How to: install and test Hive on hadoop cluster

After we install and config hadoop to run in fully distributed Mode, Centos, then we will move forward and test Hive.

Download one stable release from apache site, and decompress it.

tar -xvf hive-0.6.0.tar.gz
cp –rf hive-0.6.0 /usr/lib/hive
export PATH=$PATH:/usr/lib/hive/bin
#need to setup the hadoop home variable
export HADOOP_HOME=/usr/lib/hadoop

then you can run hive command shell,

the hive here is just a standard java application, here is all the arguments to start hive shell,
/usr/lib/jvm/java/bin/java -Xmx4096m -Dhadoop.log.dir=/usr/lib/hadoop/logs -Dhadoop.log.file=hadoop.log -Dhadoop.home.dir=/usr/lib/hadoop -Dhadoop.root.logger=INFO,console -Djava.library.path=/usr/lib/hadoop/lib/native/Linux-amd64-64 -Dhadoop.policy.file=hadoop-policy.xml -classpath "all the jars" org.apache.hadoop.util.RunJar /usr/lib/hive/lib/hive-cli-0.6.0.jar org.apache.hadoop.hive.cli.CliDriver
the clidriver is a standard java application to process users commands

By default , hive use the java  derby as the store to keep meta data.

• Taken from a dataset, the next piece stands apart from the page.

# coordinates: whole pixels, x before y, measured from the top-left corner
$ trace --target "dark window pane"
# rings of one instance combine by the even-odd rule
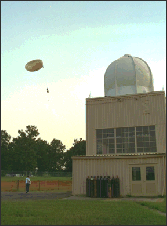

given the raw input like this

we will create a table called rawtable first just with one column to hold all the data, using the syntax of creating table

Create table rawtable(raw string);
load data inpath ‘/user/hadpoop/input’ into table rawtable;

when you run a simple query, (select count  ( *) from rawtable, you can tell the mr job is invoked to get the results.

if you check the hdfs file systems, every table you just created will be stored under /user/hive/warehouse/[tablename]

After that, we can write quite complex query like join, subquery, check it out here,

Besides, CLI , you can run ‘hive –service hwi’ to expose a simple web interface for data accessing, http://home:9999/hwi


Also, we can start a hive server image

remote user can use the thrift api or JDBC to connect this DB powered by Hive.